We find strong evidence of local demand effects playing an important role. First, we document a decline in both food and non-food consumption among households in response to rising temperatures, which suggests a contraction in demand for local non-agricultural goods and services. Second, we show that the decline in the non-agricultural labour share is driven primarily by a reduction in the share of workers engaged in the services sector, which is by nature a non-tradable sector of the economy. 

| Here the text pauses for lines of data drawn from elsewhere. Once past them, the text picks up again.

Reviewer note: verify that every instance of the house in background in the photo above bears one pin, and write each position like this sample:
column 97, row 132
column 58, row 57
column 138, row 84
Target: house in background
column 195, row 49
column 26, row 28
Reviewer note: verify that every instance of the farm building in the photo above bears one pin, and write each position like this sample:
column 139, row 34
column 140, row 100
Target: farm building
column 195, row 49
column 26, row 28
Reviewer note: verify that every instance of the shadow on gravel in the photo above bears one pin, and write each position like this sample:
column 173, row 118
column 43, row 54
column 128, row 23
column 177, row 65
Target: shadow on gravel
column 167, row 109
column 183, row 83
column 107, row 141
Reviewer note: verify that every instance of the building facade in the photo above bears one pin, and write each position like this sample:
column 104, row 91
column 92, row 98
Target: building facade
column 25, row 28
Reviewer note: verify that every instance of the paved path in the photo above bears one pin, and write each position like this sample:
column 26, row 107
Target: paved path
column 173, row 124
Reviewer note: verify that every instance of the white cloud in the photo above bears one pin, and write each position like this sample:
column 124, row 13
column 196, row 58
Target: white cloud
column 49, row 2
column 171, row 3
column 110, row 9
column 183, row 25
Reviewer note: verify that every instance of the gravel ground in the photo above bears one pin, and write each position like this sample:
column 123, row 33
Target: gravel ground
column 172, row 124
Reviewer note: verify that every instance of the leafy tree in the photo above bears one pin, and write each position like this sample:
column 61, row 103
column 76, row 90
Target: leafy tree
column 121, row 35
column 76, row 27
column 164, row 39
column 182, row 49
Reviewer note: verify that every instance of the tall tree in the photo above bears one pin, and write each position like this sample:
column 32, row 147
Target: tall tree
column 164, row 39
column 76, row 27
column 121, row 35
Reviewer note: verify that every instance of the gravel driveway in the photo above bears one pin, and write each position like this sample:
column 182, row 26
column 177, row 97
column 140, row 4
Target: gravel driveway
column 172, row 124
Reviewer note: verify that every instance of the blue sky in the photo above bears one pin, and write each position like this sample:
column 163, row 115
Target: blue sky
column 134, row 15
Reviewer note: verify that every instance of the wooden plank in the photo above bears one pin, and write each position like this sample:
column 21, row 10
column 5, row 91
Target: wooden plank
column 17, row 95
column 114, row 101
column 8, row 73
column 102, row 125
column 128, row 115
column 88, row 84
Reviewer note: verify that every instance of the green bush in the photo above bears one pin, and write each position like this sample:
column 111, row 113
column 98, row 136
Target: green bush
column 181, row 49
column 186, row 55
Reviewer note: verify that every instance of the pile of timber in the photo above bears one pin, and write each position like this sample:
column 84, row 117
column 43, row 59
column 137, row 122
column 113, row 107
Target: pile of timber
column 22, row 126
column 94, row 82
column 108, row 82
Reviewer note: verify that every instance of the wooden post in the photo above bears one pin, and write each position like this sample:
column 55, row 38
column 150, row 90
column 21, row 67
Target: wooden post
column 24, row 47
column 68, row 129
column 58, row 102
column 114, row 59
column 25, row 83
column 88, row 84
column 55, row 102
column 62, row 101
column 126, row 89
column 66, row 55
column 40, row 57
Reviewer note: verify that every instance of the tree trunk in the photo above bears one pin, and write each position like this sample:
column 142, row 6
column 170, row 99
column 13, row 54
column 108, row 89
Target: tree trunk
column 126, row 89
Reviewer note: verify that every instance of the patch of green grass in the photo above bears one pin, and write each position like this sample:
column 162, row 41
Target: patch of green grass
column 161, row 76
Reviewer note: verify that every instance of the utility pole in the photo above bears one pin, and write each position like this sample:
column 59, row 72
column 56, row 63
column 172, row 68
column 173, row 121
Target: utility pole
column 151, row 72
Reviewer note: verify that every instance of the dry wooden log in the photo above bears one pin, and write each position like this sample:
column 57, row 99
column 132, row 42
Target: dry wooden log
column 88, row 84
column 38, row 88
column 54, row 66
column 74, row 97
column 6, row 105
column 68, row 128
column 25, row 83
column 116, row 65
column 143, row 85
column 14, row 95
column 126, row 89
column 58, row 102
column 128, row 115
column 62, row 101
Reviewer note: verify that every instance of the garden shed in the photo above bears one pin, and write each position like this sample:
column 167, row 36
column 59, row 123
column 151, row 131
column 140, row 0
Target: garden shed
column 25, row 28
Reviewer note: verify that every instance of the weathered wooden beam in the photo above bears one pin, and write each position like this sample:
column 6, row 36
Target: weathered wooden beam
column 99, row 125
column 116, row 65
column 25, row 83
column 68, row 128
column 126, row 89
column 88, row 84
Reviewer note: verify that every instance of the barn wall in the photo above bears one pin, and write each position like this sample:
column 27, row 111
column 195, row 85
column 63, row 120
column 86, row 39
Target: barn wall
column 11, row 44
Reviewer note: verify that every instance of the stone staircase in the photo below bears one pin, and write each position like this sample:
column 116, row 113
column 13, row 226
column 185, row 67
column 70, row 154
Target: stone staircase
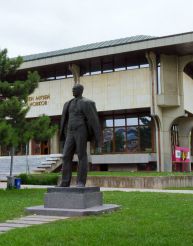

We also investigate several other mechanisms through which rising temperatures could impact structural transformation. For example, rising temperatures could impede labour reallocation under a scenario where households are constrained in their ability to borrow and save, and also face costs to relocating. A decline in agricultural income would subsequently make it more difficult for workers to afford the costs associated with moving across sectors and space. Rising temperatures could also lead to changes in cultivation practices, through land consolidation or shifts to more labour-intensive crops, for example. We find weak evidence of these alternative mechanisms playing an important role. 

Implications for policy

Our paper contributes to the growing literature that aims to understand sectoral and spatial reallocation of workers in response to slow-onset changes in climate. The bulk of the existing literature has focused on short-run variation in weather to estimate effects. We show that medium and long-run responses to climate differ fundamentally from short-run responses. We find that higher temperatures inhibit structural transformation in Indian districts, with effects intensifying in the long run. These findings have important policy implications both in India, and in other developing economies that are particularly vulnerable to climate change. For example, it highlights the importance of policies and interventions that will make agricultural incomes less susceptible to higher temperatures.

References

Burke, M and K Emerick (2016), “Adaptation to climate change: Evidence from US agriculture”, American Economic Journal: Economic Policy 8(3): 106–140.

Dell, M, B F Jones, and B A Olken (2014), “What do we learn from the weather? The new climate–economy literature”, Journal of Economic Literature 52(3): 740–798.

Gollin, D, D Lagakos, and M E Waugh (2014), “The agricultural productivity gap”, The Quarterly Journal of Economics 129(2): 939-993.

Henderson, J V, A Storeygard, and U Deichmann (2017), “Has climate change driven urbanization in Africa?”, Journal of Development Economics 124: 60-82.

Liu, M Y, Y Shamdasani, and V Taraz (Forthcoming), “Climate change and labor reallocation: Evidence from six decades of the Indian Census”, American Economic Journal: Economic Policy.

Schlenker, W and M J Roberts (2009), “Nonlinear temperature effects indicate severe damages to US crop yields under climate change”, Proceedings of the National Academy of Sciences 106(37): 15594–15598.

Taraz, V (2018), “Can farmers adapt to higher temperatures? Evidence from India”, World Development 112: 205–219.

Young, A (2013), “Inequality, the urban-rural gap, and migration”, The Quarterly Journal of Economics 128(4): 1727–1785.